The data has been presented in a frequency distribution. We’re given classes, written as zero dash, three dash, six dash, nine dash, and 12
dash, and then the frequency for each class. We recall that, in general, the mean of a data set is found by calculating the sum of
all the data values and dividing this by how many values there are. Because we don’t know the exact values of the data, however, we can only estimate the
value of the mean.
We can work out the number of values, which is the total frequency, by summing the
values in the second row of the table. And it gives 30. We can only estimate the sum of all the data values. And to do this, we first need to find a single value that is representative of each
class. The best value to use is the midpoint of each class. This is found by taking the average of the class boundaries.
The first class, which is written as zero dash, contains all the values that are
greater than or equal to zero but strictly less than three, because that is the
lower boundary for the next class. We therefore take three to be the upper boundary for the first class. The midpoint is then equal to zero plus three over two, which is 1.5.
For the next class, the lower boundary is three and the upper boundary is six. The midpoint is therefore three plus six over two, which is 4.5. The midpoints for the next two classes are 7.5 and 10.5.
For the final class, we have to make an assumption about its width because there
isn’t a class that comes after it. We assume that this final class has the same width as the previous one. In fact, every class in this distribution has the same width of three. So we assume that the upper boundary for the final class is 15. The midpoint for the final class is therefore 12 plus 15 over two, which is 13.5.

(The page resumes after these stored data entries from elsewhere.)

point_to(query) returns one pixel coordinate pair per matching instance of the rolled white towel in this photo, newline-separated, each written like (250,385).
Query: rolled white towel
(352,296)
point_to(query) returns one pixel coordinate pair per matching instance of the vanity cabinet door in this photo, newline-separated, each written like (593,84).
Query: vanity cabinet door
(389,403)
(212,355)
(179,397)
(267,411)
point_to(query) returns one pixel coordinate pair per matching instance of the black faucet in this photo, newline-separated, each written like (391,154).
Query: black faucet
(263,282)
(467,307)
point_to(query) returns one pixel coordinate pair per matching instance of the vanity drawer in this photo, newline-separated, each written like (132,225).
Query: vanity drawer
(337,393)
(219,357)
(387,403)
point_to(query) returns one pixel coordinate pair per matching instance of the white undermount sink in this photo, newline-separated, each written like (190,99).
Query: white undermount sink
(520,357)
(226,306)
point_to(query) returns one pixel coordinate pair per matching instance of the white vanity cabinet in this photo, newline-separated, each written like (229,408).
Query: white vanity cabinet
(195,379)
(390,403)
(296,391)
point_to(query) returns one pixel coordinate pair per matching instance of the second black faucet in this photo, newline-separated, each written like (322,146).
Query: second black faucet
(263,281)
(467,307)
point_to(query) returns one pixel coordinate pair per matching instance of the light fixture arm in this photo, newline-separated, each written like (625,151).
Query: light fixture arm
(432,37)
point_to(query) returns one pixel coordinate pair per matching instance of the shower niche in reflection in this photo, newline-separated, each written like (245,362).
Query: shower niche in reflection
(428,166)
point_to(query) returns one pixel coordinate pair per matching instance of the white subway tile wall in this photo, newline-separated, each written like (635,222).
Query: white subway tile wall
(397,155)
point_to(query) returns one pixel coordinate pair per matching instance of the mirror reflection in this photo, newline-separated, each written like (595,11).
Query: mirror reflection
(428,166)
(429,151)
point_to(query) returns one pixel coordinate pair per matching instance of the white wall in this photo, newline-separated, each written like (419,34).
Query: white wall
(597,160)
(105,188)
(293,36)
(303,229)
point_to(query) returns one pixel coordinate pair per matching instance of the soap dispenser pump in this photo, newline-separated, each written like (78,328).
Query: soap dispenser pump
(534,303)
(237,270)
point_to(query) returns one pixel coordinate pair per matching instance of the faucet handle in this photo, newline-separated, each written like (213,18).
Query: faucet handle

We can then estimate the sum of the values in each class by multiplying the midpoint
by the frequency. For example, in the first class, there are five data values which are each
approximately equal to 1.5. So the total of the values in this class is approximately 1.5 multiplied by five. We can repeat this process for each of the remaining classes. The total of these five values, which is 237, gives our estimate for the sum of all
the data values. We can then tweak our formula for the mean, to say that the estimated mean is equal
to the estimated sum of all the data values divided by the number of values. That’s the sum of all the midpoints multiplied by the frequencies divided by the
total frequency.
Using the values we’ve calculated, this is equal to 237 over 30, which simplifies to
7.9. We’re asked to give our estimate to one decimal place, but as this value is exact to
one decimal place already, no rounding is required. And so we have that the estimated mean of the distribution is 7.9.